If you're a patient at a nonprofit hospital subject to IRS Section 501(r), the hospital is prohibited from taking extraordinary collection actions — including reporting to credit bureaus, suing, or garnishing wages — before making a reasonable effort to determine whether you qualify for financial assistance. This provides some protection during the dispute and application period. For-profit hospitals are not bound by this requirement. If your debt has been sold or referred to a third-party collection agency, the Fair Debt Collection Practices Act (FDCPA) applies — the agency must send you a written validation notice, and you have 30 days from receiving that notice to dispute the debt in writing. Note that the FDCPA does not apply to the hospital itself when it is billing you directly.

Nonprofit hospitals with federal tax-exempt status in Michigan are required under IRS Section 501(r) to have a Financial Assistance Policy (FAP) and to make it publicly available — on the hospital's website and in paper form upon request.
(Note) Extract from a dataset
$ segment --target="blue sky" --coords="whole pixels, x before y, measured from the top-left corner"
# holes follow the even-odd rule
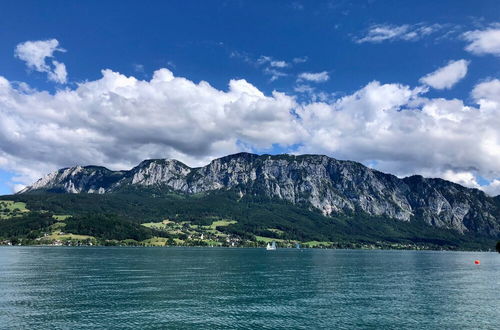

Eligibility thresholds vary by hospital but are typically based on your household income relative to the Federal Poverty Level (FPL). Many Michigan nonprofit hospitals provide free or significantly reduced care to patients below 200–250% FPL, though policies differ. Ask the hospital's financial counseling or patient financial services department for their FAP application. Importantly, nonprofit hospitals cannot require you to apply for financial assistance as a condition of receiving emergency care.